Conditional Uncertainty-Aware Political Deepfake Detection with Stochastic Convolutional Neural Networks
Published on arXiv
2602.10343
Output Integrity Attack
OWASP ML Top 10 — ML09
Key Finding
Calibrated probabilistic outputs and MC dropout uncertainty estimates enable risk-aware moderation policies, with confidence-band analysis showing uncertainty adds operational value primarily in ambiguous, mid-confidence prediction regions.

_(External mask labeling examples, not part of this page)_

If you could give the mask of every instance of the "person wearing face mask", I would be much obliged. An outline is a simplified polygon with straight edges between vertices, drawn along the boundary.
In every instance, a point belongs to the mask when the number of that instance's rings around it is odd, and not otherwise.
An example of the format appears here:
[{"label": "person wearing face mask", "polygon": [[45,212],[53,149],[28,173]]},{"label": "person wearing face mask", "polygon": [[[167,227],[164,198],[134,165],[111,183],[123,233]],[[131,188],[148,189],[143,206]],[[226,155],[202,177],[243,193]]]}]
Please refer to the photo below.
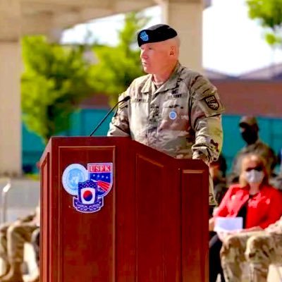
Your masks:
[{"label": "person wearing face mask", "polygon": [[[219,207],[215,210],[214,216],[209,220],[210,231],[214,231],[216,217],[219,216],[242,217],[243,229],[237,231],[237,234],[239,234],[263,230],[276,222],[282,215],[282,195],[269,183],[269,173],[264,159],[257,154],[248,154],[241,159],[241,161],[239,183],[228,188]],[[240,281],[233,280],[232,275],[227,275],[226,272],[223,276],[223,269],[231,268],[226,266],[226,259],[223,264],[222,261],[221,262],[219,254],[222,242],[225,242],[230,235],[227,233],[216,234],[209,242],[209,282],[215,282],[219,274],[221,274],[221,282],[226,281],[226,277],[228,281]],[[240,278],[242,271],[240,259],[242,258],[237,257],[235,254],[241,255],[242,252],[237,250],[238,244],[228,245],[228,250],[231,248],[235,249],[230,251],[235,257],[232,258],[234,263],[233,267]],[[230,256],[228,257],[228,262],[231,263]],[[230,271],[226,270],[226,273]]]},{"label": "person wearing face mask", "polygon": [[246,145],[237,154],[232,164],[232,172],[228,178],[229,183],[238,183],[240,171],[241,159],[245,154],[256,153],[267,159],[267,169],[271,176],[274,176],[273,171],[277,164],[277,157],[273,149],[264,143],[259,137],[259,125],[254,116],[243,116],[239,123],[240,132]]}]

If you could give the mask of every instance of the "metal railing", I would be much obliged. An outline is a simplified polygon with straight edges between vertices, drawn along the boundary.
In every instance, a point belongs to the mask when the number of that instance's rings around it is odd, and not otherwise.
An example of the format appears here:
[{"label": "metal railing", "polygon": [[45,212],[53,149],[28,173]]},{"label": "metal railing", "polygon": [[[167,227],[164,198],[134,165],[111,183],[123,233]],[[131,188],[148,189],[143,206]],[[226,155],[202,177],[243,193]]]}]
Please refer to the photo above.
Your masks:
[{"label": "metal railing", "polygon": [[8,192],[11,188],[11,178],[0,178],[0,183],[6,183],[2,188],[1,198],[1,223],[4,223],[7,220],[7,195]]}]

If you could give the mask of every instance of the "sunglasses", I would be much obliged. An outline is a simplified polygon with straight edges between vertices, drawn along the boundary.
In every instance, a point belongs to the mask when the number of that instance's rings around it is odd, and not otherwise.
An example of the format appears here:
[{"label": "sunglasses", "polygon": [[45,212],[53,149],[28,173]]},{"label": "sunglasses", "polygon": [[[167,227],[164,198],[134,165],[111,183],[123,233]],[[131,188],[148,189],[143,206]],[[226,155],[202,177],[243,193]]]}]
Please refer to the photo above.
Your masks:
[{"label": "sunglasses", "polygon": [[245,171],[262,171],[262,166],[255,166],[254,168],[247,168]]}]

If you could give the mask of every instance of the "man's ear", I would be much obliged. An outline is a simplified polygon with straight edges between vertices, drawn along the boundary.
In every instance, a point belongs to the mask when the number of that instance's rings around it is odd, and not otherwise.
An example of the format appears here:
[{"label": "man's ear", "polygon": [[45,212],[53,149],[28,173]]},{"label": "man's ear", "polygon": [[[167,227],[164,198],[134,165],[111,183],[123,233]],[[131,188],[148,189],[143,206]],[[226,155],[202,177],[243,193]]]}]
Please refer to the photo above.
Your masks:
[{"label": "man's ear", "polygon": [[169,52],[170,56],[173,56],[176,54],[176,49],[174,46],[171,46],[171,51]]}]

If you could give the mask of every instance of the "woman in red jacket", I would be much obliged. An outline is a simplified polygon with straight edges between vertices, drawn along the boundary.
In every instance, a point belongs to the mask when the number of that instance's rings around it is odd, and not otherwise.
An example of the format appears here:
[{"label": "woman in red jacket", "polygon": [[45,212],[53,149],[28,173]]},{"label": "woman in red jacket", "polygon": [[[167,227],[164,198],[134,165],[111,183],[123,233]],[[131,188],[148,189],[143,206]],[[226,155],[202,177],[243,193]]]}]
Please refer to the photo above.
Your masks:
[{"label": "woman in red jacket", "polygon": [[[245,156],[241,162],[239,183],[231,185],[214,216],[209,220],[213,231],[216,217],[237,217],[243,219],[246,231],[264,229],[282,215],[282,195],[269,184],[269,173],[264,160],[257,154]],[[224,281],[219,252],[222,243],[217,235],[209,241],[209,282],[215,282],[218,274]]]}]

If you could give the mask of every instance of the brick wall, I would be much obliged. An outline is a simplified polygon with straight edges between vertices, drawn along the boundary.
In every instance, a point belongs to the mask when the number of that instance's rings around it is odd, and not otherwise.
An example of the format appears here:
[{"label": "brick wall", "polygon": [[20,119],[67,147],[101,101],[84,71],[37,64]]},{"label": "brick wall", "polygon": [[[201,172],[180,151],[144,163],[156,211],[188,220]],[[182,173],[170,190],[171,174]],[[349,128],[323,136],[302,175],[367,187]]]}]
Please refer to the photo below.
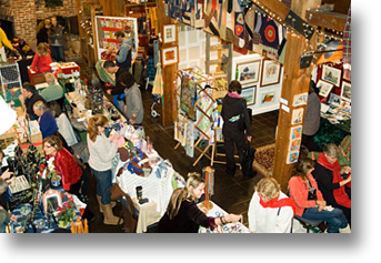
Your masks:
[{"label": "brick wall", "polygon": [[36,38],[38,19],[76,16],[77,1],[80,0],[63,0],[63,7],[46,8],[44,1],[36,3],[36,0],[0,0],[0,17],[13,18],[16,36],[28,42]]}]

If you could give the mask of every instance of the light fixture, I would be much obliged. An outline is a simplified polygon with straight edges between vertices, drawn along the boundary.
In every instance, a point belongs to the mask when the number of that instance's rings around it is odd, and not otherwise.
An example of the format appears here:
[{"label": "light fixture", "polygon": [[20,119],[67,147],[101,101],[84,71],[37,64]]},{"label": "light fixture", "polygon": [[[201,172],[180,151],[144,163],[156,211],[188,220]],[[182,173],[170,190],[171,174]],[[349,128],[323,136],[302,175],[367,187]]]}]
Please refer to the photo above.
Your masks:
[{"label": "light fixture", "polygon": [[16,119],[16,111],[12,110],[0,95],[0,135],[14,124]]}]

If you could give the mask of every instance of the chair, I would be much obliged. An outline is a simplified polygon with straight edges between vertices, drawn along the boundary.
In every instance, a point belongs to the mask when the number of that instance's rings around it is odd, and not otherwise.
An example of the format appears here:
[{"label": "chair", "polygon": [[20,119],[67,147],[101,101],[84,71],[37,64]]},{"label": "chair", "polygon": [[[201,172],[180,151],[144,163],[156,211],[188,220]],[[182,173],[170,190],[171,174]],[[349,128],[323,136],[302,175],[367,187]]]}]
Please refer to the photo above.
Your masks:
[{"label": "chair", "polygon": [[310,233],[310,231],[314,233],[324,233],[327,229],[327,223],[323,220],[309,220],[299,215],[294,215],[293,218],[301,223],[307,230],[307,233]]}]

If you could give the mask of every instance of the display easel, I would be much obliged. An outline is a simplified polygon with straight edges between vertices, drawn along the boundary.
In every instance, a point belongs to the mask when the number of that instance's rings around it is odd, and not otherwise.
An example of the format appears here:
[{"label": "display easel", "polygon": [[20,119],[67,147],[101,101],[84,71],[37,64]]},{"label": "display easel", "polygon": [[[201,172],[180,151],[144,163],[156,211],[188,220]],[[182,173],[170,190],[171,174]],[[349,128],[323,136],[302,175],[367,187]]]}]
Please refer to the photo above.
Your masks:
[{"label": "display easel", "polygon": [[[177,75],[178,78],[182,78],[183,75],[183,72],[188,73],[188,74],[191,74],[194,77],[194,83],[197,85],[197,92],[198,94],[200,94],[200,98],[197,100],[195,104],[194,104],[194,108],[197,108],[198,111],[200,111],[202,114],[201,114],[201,118],[198,119],[198,121],[195,122],[194,124],[194,128],[202,134],[198,140],[197,142],[194,143],[194,150],[199,151],[201,154],[199,155],[199,158],[194,161],[193,163],[193,166],[195,166],[198,164],[198,162],[200,161],[200,159],[202,156],[205,156],[208,158],[209,160],[211,160],[211,163],[213,162],[212,161],[212,158],[208,154],[208,150],[212,146],[211,144],[208,144],[204,149],[202,149],[200,146],[200,143],[203,141],[203,140],[213,140],[214,138],[211,138],[211,135],[208,135],[208,130],[210,130],[213,125],[213,119],[207,113],[212,107],[213,104],[215,103],[215,100],[212,98],[212,95],[210,95],[207,90],[201,85],[201,83],[209,83],[209,84],[212,84],[214,79],[212,77],[209,77],[207,78],[205,75],[201,75],[197,72],[194,72],[193,69],[184,69],[184,70],[180,70],[178,71]],[[180,95],[181,95],[181,84],[178,85],[178,89],[177,89],[177,95],[180,100]],[[200,103],[201,103],[201,99],[202,97],[207,95],[209,99],[210,99],[210,103],[209,105],[207,107],[207,110],[202,110],[201,107],[200,107]],[[210,122],[210,124],[207,127],[207,129],[202,130],[200,128],[200,123],[201,121],[207,118]],[[178,149],[179,145],[181,143],[179,142],[174,149]]]}]

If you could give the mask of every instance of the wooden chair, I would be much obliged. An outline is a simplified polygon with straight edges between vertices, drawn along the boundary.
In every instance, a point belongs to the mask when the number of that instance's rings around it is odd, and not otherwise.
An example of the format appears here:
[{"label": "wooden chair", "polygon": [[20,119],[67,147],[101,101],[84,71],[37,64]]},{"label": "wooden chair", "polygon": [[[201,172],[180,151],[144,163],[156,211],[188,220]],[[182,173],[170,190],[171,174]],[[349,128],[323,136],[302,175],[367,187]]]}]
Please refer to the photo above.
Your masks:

Recent advances in generative image models have enabled the creation of highly realistic political deepfakes, posing risks to information integrity, public trust, and democratic processes. While automated deepfake detectors are increasingly deployed in moderation and investigative pipelines, most existing systems provide only point predictions and fail to indicate when outputs are unreliable, being an operationally critical limitation in high-stakes political contexts. This work investigates conditional, uncertainty-aware political deepfake detection using stochastic convolutional neural networks within an empirical, decision-oriented reliability framework. Rather than treating uncertainty as a purely Bayesian construct, it is evaluated through observable criteria, including calibration quality, proper scoring rules, and its alignment with prediction errors under both global and confidence-conditioned analyses. A politically focused binary image dataset is constructed via deterministic metadata filtering from a large public real-synthetic corpus. Two pretrained CNN backbones (ResNet-18 and EfficientNet-B4) are fully fine-tuned for classification. Deterministic inference is compared with single-pass stochastic prediction, Monte Carlo dropout with multiple forward passes, temperature scaling, and ensemble-based uncertainty surrogates. Evaluation reports ROC-AUC, thresholded confusion matrices, calibration metrics, and generator-disjoint out-of-distribution performance. Results demonstrate that calibrated probabilistic outputs and uncertainty estimates enable risk-aware moderation policies. A systematic confidence-band analysis further clarifies when uncertainty provides operational value beyond predicted confidence, delineating both the benefits and limitations of uncertainty-aware deepfake detection in political settings.
Key Contributions
- Politically-focused binary real/synthetic image dataset constructed via deterministic metadata filtering from a large public real-synthetic corpus
- Comparative evaluation of deterministic, MC dropout, single-pass stochastic, temperature scaling, and ensemble uncertainty methods on fine-tuned ResNet-18 and EfficientNet-B4 backbones
- Systematic confidence-band analysis delineating when uncertainty estimates provide operational value beyond predicted confidence for risk-aware moderation policies
🛡️ Threat Analysis
Primary contribution is detecting AI-generated synthetic political imagery (deepfakes) — direct instantiation of AI-generated content detection under ML09 output integrity. The uncertainty quantification framework is evaluated specifically to improve reliability of deepfake detection in moderation pipelines.